I know about issues with joining on sub queries, but in this situation it seems that the issue seems to be with joining to sub queries and temp tables in the same query, which I'm not sure how to work around.
Code is below.
declare #tmpFx table (currency_key int, effective_date_key int, expiration_date_key int, to_usd float, from_usd float ) --primary key (currency_key, date_key))
insert into #tmpFx(currency_key, effective_date_key, expiration_date_key, to_usd, from_usd)
select [currency key], cast(convert(char(8),[effective date],112) as int), cast(convert(char(8),[expiration date],112) as int), [to usd], [from usd]
from v_fx --where [effective date] >= #beginDate
declare #fixedFx table (currency_key int, to_usd float, from_usd float primary key (currency_key))
insert into #fixedFx(currency_key, to_usd, from_usd)
select [currency key], [to usd], [from usd]
from v_fx where [effective date] = '2012-01-01'
select z.[currency key], --stat_fx.to_usd to_usd, stat_fx.from_usd from_usd, --q.*,--
stat_usd_amt2 = case when z.[currency key] = 100001 then q.orig_amt else 0 end --sum(q.orig_amt * stat_fx.to_usd)
from [dim country] z,
(select b.country_key, a.currency_key, a.data_type_key, sum(a.amount) orig_amt,
sum(a.amount * stat_fx.to_usd) stat_usd_amt,
sum((a.amount * stat_fx.to_usd) * stat_fx.from_usd) home_curr_amt
from tbl_cohort a
inner join tbl_management_code b on a.management_code = b.management_code
left outer join #tmpFx stat_fx on a.currency_key = stat_fx.currency_key
where a.data_type_key = 1
and a.date_key > 20111231
group by b.country_key, a.currency_key, a.data_type_key) q
inner join #tmpFx stat_fx on z.[currency key] = stat_fx.currency_key
where q.[country_key]= z.[country key]
I believe it is because you are mixing join formats between the old style and new style (as ninesided suggested). I was able to mock up a similar issue with my own data and got the same error about unbound identifiers. Give the following a try instead.
declare #tmpFx table (currency_key int, effective_date_key int, expiration_date_key int, to_usd float, from_usd float)
insert into #tmpFx(currency_key, effective_date_key, expiration_date_key, to_usd, from_usd)
select [currency key], cast(convert(char(8),[effective date],112) as int), cast(convert(char(8),[expiration date],112) as int), [to usd], [from usd]
from v_fx
declare #fixedFx table (currency_key int, to_usd float, from_usd float primary key (currency_key))

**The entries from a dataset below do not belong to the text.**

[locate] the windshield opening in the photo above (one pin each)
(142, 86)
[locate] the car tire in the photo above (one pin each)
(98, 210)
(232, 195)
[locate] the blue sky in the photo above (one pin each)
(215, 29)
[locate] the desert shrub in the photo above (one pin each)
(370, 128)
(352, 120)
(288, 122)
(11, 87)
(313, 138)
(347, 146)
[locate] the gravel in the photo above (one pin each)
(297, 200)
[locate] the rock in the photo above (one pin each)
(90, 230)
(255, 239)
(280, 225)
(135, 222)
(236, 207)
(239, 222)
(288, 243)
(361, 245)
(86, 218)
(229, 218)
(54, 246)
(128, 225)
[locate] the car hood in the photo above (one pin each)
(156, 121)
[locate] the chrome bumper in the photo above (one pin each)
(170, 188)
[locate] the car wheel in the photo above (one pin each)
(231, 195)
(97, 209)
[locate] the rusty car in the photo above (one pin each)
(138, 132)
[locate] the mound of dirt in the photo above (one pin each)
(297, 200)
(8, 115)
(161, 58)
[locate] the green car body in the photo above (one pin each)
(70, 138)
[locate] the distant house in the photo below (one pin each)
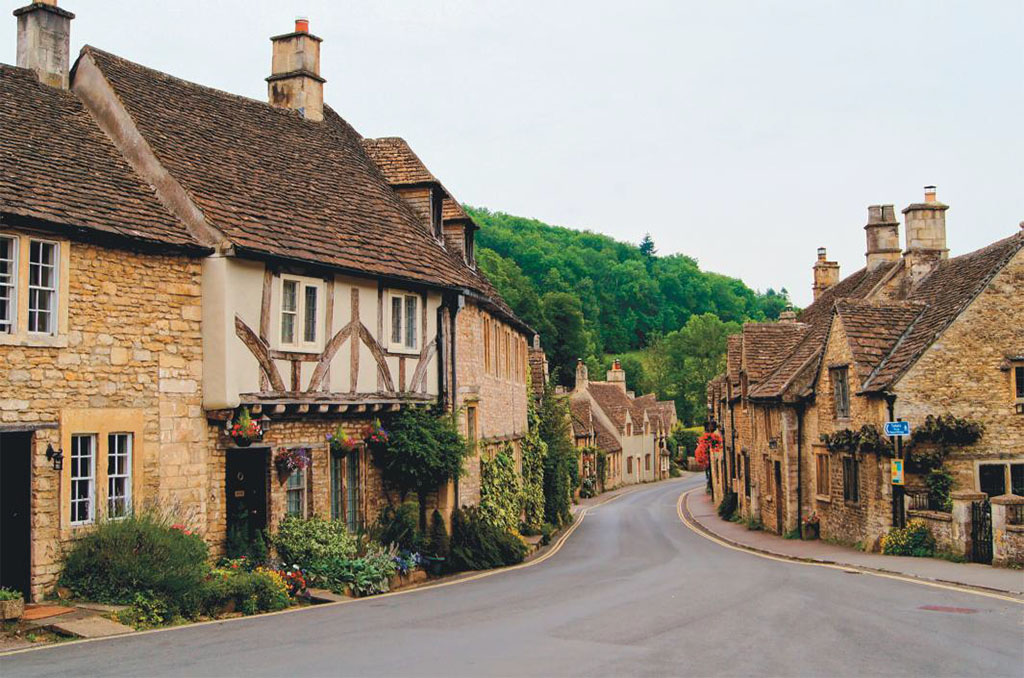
(911, 335)
(172, 255)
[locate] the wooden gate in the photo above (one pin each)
(981, 532)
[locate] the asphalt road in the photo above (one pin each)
(632, 592)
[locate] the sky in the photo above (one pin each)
(744, 134)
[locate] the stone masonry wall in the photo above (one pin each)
(132, 347)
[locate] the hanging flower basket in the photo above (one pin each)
(244, 430)
(292, 459)
(340, 443)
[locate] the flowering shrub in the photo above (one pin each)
(292, 459)
(914, 540)
(708, 445)
(245, 429)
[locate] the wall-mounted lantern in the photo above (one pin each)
(55, 457)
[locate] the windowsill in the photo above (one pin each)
(42, 340)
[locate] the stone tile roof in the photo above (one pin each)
(947, 291)
(57, 166)
(872, 329)
(278, 184)
(582, 417)
(765, 344)
(817, 319)
(613, 400)
(605, 439)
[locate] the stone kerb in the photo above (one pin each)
(1008, 539)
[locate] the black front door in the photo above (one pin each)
(246, 494)
(15, 492)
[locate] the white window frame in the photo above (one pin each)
(113, 452)
(54, 291)
(402, 345)
(301, 312)
(11, 286)
(90, 479)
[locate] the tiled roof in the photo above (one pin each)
(275, 183)
(765, 344)
(605, 439)
(872, 329)
(582, 421)
(817, 318)
(397, 162)
(613, 400)
(946, 291)
(56, 165)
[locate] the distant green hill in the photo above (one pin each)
(626, 292)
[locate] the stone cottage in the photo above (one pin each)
(913, 335)
(173, 255)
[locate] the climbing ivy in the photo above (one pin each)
(535, 450)
(501, 496)
(867, 439)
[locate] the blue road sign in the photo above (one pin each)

insert into #fixedFx(currency_key, to_usd, from_usd)
select [currency key], [to usd], [from usd]
from v_fx where [effective date] = '2012-01-01'
select z.[currency key],
case when z.[currency key] = 100001 then q.orig_amt else 0 end AS stat_usd_amt2
from [dim country] z
JOIN (
select b.country_key, a.currency_key, a.data_type_key, sum(a.amount) AS orig_amt,
sum(a.amount * stat_fx.to_usd) as stat_usd_amt,
sum((a.amount * stat_fx.to_usd) * stat_fx.from_usd) as home_curr_amt
from tbl_cohort a
join tbl_management_code b
on a.management_code = b.management_code
left join #tmpFx stat_fx
on a.currency_key = stat_fx.currency_key
where a.data_type_key = 1
and a.date_key > 20111231
group by b.country_key, a.currency_key, a.data_type_key
) q
ON q.[country_key] = z.[country_key]
join #tmpFx stat_fx
on z.[currency key] = stat_fx.currency_key
And while I've left in your second temp table (#fixedFx), you may want to remove it if you don't have plans on using its data at all.